Она пришла точно в назначенный час. И принесла с собой подарок — книгу стихов Бялика. Александр представил ее родителям. Лея, так звали эту девочку. У нее было милое личико, которое заливалось краской при каждом обращенном к ней вопросе. Дом Абрамовых поразил ее своей роскошью до паники, такого она никогда не видела и не могла себе представить. За ужином она не проронила ни слова, кроме нескольких «да» и «нет», а когда Абрамовы потянулись к инструментам, перебралась, образовав публику в единственном числе, на огромный кожаный диван. Слушала музыку она завороженно, затаив дыхание и прикусив полную нижнюю губу. Она просидела, не шелохнувшись, до самого конца, а когда растаял в воздухе последний звук, поднялась с дивана и, снова заливаясь краской, подошла к Ингеборг и прошептала ей что-то на ухо. Улыбнувшись, Ингеборг взяла ее за руку, и они вместе вышли.

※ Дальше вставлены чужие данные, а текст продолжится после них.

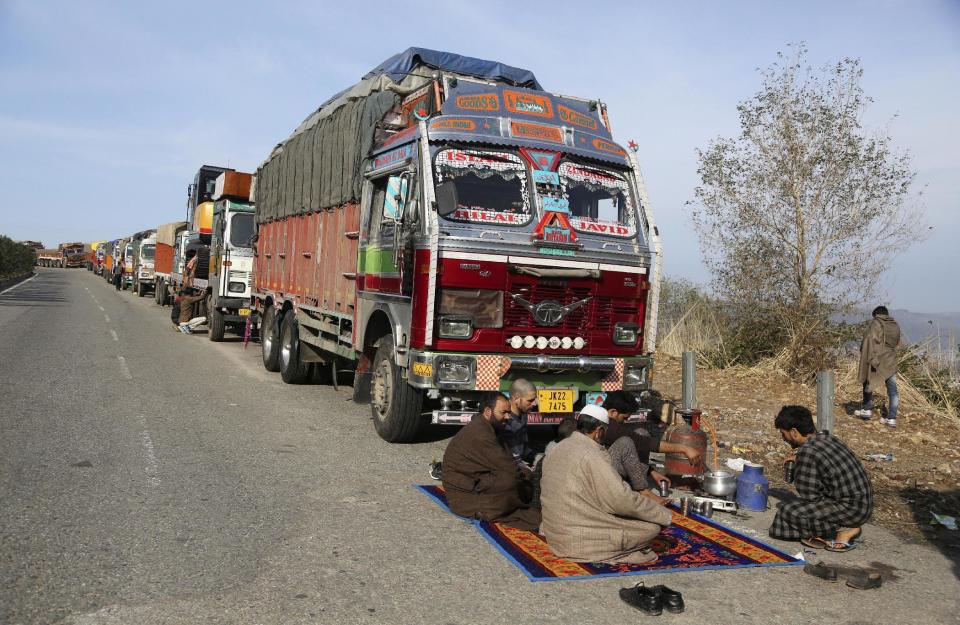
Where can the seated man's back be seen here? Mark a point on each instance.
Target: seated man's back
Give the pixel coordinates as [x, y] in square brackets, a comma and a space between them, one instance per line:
[480, 477]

Когда они вернулись, Абрамов спросил девочку, понравилась ли ей музыка, и если да, то что ей понравилось больше всего.

— Больше всего мне понравилось то, что играл Алекс, — сказала Лея. — Особенно в середине, когда он играл один.

— Алекс? — засмеялся Абрамов. — Ты хочешь сказать, что моего сына зовут Алекс?

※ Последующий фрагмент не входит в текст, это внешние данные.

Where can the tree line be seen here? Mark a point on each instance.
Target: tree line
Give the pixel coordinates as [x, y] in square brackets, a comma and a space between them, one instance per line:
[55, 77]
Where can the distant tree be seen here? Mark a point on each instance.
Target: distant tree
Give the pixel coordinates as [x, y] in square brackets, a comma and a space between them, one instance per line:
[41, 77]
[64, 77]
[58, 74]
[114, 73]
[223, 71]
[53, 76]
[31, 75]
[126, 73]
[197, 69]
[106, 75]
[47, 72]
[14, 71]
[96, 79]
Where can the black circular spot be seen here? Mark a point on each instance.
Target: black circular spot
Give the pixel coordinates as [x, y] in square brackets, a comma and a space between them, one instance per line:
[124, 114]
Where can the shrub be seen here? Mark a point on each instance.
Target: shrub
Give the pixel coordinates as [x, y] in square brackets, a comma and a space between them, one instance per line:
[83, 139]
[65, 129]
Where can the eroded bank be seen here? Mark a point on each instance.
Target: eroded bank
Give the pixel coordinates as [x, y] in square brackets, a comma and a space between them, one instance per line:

— Так им легче, — объяснил Александр. — Все ребята давно уже договорились так меня называть. И я согласился.

Поздно вечером Абрамов распорядился, чтобы шофер отвез девушку домой. Александр ее провожал. По дороге он признался, что играл совсем без подготовки, а потому плохо. Надо было отказаться, но ему не хотелось огорчать отца. Но когда он вырастет, это он ей обещает, он будет играть так, что никому за него не будет стыдно. Он собирался стать виолончелистом, но не просто хорошим, а лучшим из лучших. Самым лучшим.

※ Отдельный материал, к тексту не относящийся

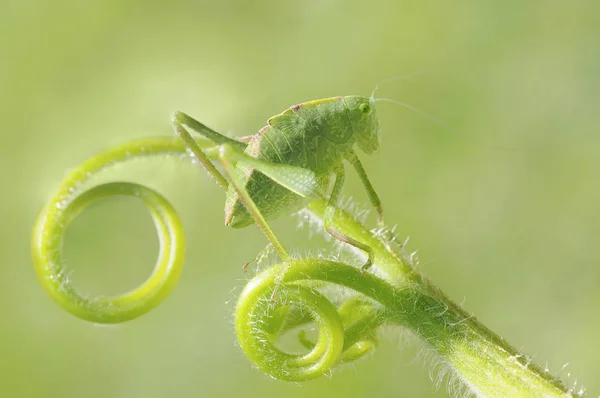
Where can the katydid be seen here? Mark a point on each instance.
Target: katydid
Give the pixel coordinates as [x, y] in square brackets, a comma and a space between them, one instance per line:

— Ты играл чудесно, — сказала Лея.

Он вышел из машины и открыл для нее дверцу. Они пошли по тропинке, которая заканчивалась прямо у дверей ее дома. Там он остановился и сказал ей:

— Я хочу поцеловать тебя. Пусть это будет еще одним подарком.

— Я сама давно уже хочу, чтобы ты меня поцеловал, — призналась Лея.

Сжав губы, они коснулись друг друга и сразу разошлись.

Когда он садился в машину, шофер сказал ему, что, если бы отец и мать видели, чем кончились эти проводы, они были бы очень и очень огорчены. По его, шофера, мнению, молодые девушки так себя вести не должны.

— Ты думаешь об этом плохо, потому что ты араб, — отрезал Александр. — Когда я стану взрослым, я женюсь на этой девушке. Но сделаю это не раньше, чем отомщу за смерть ее отца.

Оскорбленный шофер усмехнулся:

— Чтобы сделать это, надо прежде всего найти того, кто его убил.

— Я найду его, — сказал Александр. — Можешь не сомневаться. Я его найду.

7

За последний год Александр сильно вытянулся и возмужал. Он уже был на голову выше всех в классе. Сидел он теперь за партой один, рядом с ним никого не было. Он пересел после того, как он поцеловал Лею. Зато он проводил с ней все время на переменах; у них даже был в коридоре собственный уголок. На всякий случай парни обходили Лею стороной; с разговорами к ней подходили только подруги. Разумеется, за их спиной шептались. Алекс, мол, купил Лею, как же, с его-то деньгами… Лее это было все равно. Она хотела только одного — дожить до того дня, когда она сможет принадлежать ему целиком. Это и будет счастьем, об этом она мечтала. Быть с ним, принадлежать ему. Больше ничего.

Для Александра тот год был годом чтения. Из отцовской библиотеки он непрерывно брал книги. На немецком, русском, иврите. Он теперь тайно вел дневник, делая там самые важные для него записи. Тогда же он отметил те четыре книги, которые произвели на него самое сильное впечатление. Он писал:

«„Крейцерова соната“ Льва Толстого — это очень интересное произведение, потому что там объясняется, что семейная жизнь может быть опасна для человека. Музыка тоже опасна, но здесь я уверен, что эту опасность можно преодолеть. Сейчас я не могу сказать, как именно, но я почему-то уверен, что это достижимо. В любом случае поражает, как писатель проник в самую суть музыки. Еще одна великая книга — „Моцарт и Сальери“ Пушкина. Его идея: злодей, готовый совершить преступление, не может быть великим артистом. Он пишет об этом четко и ясно: „Гений и злодейство — две вещи несовместные“. И я думаю, что здесь Пушкин совершенно прав.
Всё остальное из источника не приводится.